There's a new sheriff in town and his name is Eddie. He's about yay tall (imagine my hand held waist high here), very opinionated, and has an attitude that is disproportionate to his size. Eddie moved to the farm about 2 months ago and is a miniature donkey Jack (this means male donkey with testicles).
His owners were in sore need of a Summer sabbatical and so was the group of Nubian goats he lived with. His ardor was unwelcome among their species and his frustrations were vocalized upon the entire neighborhood. Eddie had become a scourge.
When he arrived at the farm, he immediately was introduced to the sister donkeys Connie and Sara. They are regular sized Jennies and were without their usual male escort Rico this Summer.
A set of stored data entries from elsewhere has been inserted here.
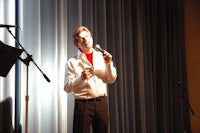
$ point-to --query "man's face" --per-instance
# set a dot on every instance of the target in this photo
(85, 41)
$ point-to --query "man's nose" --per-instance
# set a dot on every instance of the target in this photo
(83, 39)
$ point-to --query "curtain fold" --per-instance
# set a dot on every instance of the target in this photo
(146, 39)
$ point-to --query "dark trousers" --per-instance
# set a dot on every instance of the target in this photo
(91, 112)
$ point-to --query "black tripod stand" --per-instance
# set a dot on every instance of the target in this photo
(27, 61)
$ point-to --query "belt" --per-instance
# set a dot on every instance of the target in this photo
(100, 98)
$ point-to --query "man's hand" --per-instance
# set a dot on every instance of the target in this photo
(87, 73)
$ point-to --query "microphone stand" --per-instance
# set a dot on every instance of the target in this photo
(26, 61)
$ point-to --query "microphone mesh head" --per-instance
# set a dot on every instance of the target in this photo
(97, 47)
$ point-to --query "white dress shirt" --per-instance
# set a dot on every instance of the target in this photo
(96, 85)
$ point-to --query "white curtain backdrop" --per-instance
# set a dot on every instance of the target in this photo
(43, 35)
(145, 38)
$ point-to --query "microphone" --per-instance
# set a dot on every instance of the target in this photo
(98, 48)
(7, 26)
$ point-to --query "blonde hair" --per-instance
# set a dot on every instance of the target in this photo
(77, 32)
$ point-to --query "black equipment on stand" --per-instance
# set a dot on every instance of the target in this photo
(26, 61)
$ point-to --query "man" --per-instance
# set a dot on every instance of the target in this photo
(87, 75)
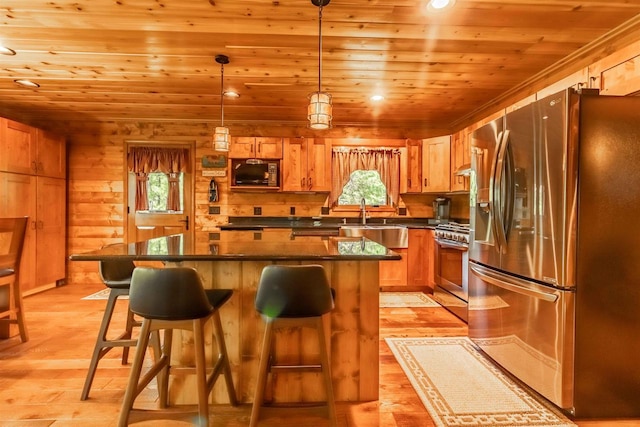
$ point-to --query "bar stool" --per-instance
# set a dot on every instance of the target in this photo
(288, 296)
(116, 275)
(168, 299)
(12, 233)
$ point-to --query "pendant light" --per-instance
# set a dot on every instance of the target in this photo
(221, 136)
(320, 109)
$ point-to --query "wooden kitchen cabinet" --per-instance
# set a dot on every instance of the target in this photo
(243, 147)
(420, 258)
(306, 164)
(411, 167)
(33, 184)
(436, 164)
(394, 272)
(43, 200)
(460, 157)
(25, 149)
Both had given birth to baby donks last Summer and were now clamoring to be mothers again. Eddie gladly obliged them in short order.
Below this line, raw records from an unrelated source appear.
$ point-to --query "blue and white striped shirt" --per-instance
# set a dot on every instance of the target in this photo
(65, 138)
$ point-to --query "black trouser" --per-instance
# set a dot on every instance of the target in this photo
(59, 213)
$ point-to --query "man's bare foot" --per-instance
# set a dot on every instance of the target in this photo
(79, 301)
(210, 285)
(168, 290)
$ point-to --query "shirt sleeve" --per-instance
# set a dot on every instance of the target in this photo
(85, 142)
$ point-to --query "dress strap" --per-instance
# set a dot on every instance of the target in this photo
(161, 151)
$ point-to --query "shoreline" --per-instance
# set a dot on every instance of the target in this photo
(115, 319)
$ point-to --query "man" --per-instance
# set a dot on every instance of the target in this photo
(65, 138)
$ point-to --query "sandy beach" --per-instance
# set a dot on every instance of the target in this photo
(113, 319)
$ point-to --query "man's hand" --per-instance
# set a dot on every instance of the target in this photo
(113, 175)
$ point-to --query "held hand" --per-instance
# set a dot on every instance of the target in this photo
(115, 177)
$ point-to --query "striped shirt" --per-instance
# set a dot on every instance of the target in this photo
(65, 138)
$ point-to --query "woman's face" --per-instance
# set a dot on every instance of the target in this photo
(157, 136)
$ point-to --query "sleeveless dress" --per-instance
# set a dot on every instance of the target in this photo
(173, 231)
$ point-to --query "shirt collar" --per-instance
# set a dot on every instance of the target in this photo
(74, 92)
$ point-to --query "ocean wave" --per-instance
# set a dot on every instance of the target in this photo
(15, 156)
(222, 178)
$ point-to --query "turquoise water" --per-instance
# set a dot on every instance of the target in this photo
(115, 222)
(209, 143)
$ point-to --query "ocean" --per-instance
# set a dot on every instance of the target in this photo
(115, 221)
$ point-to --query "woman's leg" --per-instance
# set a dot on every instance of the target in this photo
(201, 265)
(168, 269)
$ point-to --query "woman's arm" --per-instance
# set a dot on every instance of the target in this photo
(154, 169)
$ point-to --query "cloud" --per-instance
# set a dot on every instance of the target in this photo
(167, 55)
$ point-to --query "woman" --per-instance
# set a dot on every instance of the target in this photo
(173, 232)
The next few weeks passed blissfully and Eddie will likely remember them fondly. The three donkeys frolicked like children among the Summer grasses- food and love were aplenty. Then, as if the Fall winds heralded an end to the season, the sisters began to prefer to eat their choice patches of clover alone. They turned their backs on Eddie and sometimes their heels. Still he longed for the days when he stood between them like a sentry- feeling much larger than his diminutive size. At dawn and dusk each day, Eddie would sing a mournful song across the farm. Plaintive and pitiful, his voice sang of lost love, despair, and longing.
And now it is nearly Fall. Eddie still walks among the jennies but holds his head a little less high. He follows them dutifully around the paddock as they discuss baby names and such. It is indeed a new season and Eddie is adjusting to his new role. Life runs in cycles. Eddie is learning about those now.